観光庁は、旅行業てるみくらぶの経営破綻で問題となった消費者保護、旅行業の経営管理などのあり方を検討するため、有識者会議「新たな時代の旅行業法制に関する検討会」の下に、専門の検討部会「経営ガバナンスワーキンググループ」を設置する。近く初会合を開催し、意見を聞いた上で早期に対応策をまとめる。
格安海外ツアーなどを取り扱うてるみくらぶは、今年3月、旅行申し込み客に対し、日本旅行業協会(JATA)の弁済業務保証金制度の弁済額を大幅に上回る多額の債務を抱えたまま経営破綻した。
てるみくらぶの問題について石井啓一国土交通相は4月7日の会見で、「当該旅行会社は大規模に予約を受けながら倒産した。事案の影響の大きさに鑑み、観光庁に旅行業の経営状態をより適切に監督するための方策を検討するように指示した」と述べた。
検討に向けて観光庁は、旅行業法の改正などを議論するために設置している検討会の下に検討部会を設置。学識経験者、弁護士、旅行業団体の担当者などを委員に選出している。論点は弁済制度に加え、企業自体の監査態勢など旅行業の経営ガバナンス(管理)のあり方、オンライン時代の旅行取引のあり方など。
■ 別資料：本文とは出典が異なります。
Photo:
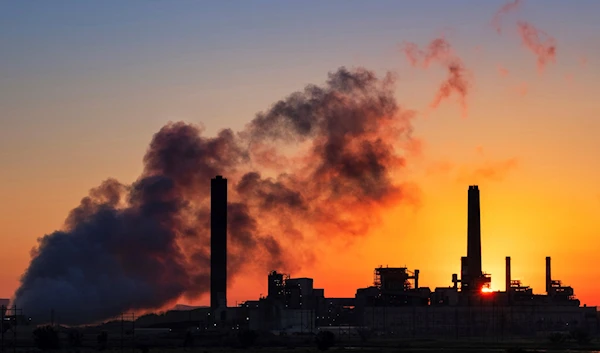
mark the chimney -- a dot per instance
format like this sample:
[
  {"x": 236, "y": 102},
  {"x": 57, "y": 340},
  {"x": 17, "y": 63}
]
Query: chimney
[
  {"x": 548, "y": 275},
  {"x": 473, "y": 236},
  {"x": 508, "y": 277},
  {"x": 218, "y": 242},
  {"x": 464, "y": 273},
  {"x": 417, "y": 279}
]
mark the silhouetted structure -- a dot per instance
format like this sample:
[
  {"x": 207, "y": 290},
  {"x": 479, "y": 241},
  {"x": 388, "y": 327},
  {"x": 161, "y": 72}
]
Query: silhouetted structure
[
  {"x": 393, "y": 305},
  {"x": 218, "y": 242},
  {"x": 472, "y": 278}
]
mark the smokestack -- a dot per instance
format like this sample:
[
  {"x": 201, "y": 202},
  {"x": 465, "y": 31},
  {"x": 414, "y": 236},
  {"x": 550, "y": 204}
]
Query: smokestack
[
  {"x": 416, "y": 279},
  {"x": 218, "y": 242},
  {"x": 473, "y": 235},
  {"x": 508, "y": 277},
  {"x": 548, "y": 275},
  {"x": 464, "y": 273}
]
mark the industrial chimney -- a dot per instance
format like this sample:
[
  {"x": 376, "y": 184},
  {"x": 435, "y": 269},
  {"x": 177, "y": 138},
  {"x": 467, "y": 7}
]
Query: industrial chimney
[
  {"x": 218, "y": 242},
  {"x": 508, "y": 276},
  {"x": 473, "y": 237},
  {"x": 548, "y": 276}
]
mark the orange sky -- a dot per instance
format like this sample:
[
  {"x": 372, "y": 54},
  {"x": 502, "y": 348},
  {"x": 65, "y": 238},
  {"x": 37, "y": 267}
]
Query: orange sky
[{"x": 529, "y": 141}]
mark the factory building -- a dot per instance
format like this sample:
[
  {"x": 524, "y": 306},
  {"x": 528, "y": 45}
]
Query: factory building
[{"x": 395, "y": 304}]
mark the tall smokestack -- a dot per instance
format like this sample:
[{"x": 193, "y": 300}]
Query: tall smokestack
[
  {"x": 508, "y": 277},
  {"x": 473, "y": 235},
  {"x": 218, "y": 242},
  {"x": 548, "y": 275}
]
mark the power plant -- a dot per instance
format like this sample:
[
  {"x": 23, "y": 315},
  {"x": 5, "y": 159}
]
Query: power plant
[{"x": 394, "y": 305}]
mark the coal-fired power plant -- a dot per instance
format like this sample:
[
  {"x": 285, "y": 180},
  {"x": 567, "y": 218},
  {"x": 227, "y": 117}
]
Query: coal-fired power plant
[
  {"x": 473, "y": 278},
  {"x": 393, "y": 305},
  {"x": 218, "y": 242}
]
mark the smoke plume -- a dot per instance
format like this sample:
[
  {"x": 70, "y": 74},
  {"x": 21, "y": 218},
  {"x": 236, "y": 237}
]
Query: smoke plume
[
  {"x": 440, "y": 51},
  {"x": 504, "y": 10},
  {"x": 539, "y": 43},
  {"x": 144, "y": 245}
]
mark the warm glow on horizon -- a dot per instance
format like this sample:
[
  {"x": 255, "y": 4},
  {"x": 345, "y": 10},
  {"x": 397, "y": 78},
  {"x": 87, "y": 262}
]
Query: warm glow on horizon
[{"x": 532, "y": 152}]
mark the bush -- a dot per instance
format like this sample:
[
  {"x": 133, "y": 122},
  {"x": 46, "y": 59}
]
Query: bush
[
  {"x": 102, "y": 340},
  {"x": 46, "y": 338},
  {"x": 325, "y": 340},
  {"x": 247, "y": 338},
  {"x": 75, "y": 338}
]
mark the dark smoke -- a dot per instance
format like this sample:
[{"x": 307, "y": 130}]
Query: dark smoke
[{"x": 327, "y": 156}]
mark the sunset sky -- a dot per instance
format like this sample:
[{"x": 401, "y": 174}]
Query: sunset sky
[{"x": 84, "y": 85}]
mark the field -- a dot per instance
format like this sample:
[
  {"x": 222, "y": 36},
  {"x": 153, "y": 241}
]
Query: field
[{"x": 220, "y": 342}]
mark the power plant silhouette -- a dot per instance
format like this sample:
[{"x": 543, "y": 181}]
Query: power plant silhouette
[{"x": 395, "y": 302}]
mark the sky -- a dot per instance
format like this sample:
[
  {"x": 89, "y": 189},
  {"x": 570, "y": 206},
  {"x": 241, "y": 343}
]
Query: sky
[{"x": 84, "y": 85}]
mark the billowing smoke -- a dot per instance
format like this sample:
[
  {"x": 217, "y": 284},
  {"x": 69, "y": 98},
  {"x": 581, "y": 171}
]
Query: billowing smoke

観光庁の田村明比古長官は、4月19日の専門紙向け定例会見で「弁済制度は長い間、うまく機能し、旅行業の信頼性の向上に寄与してきた。今の制度を単にいじればよいとは考えていない」「(旅行業法で)企業の経営状態をチェックするには限界がある。企業自体がどのようにガバナンスを働かせるかが重要」と述べ、旅行取引をめぐる環境の変化を踏まえた幅広い議論を促す考えを示した。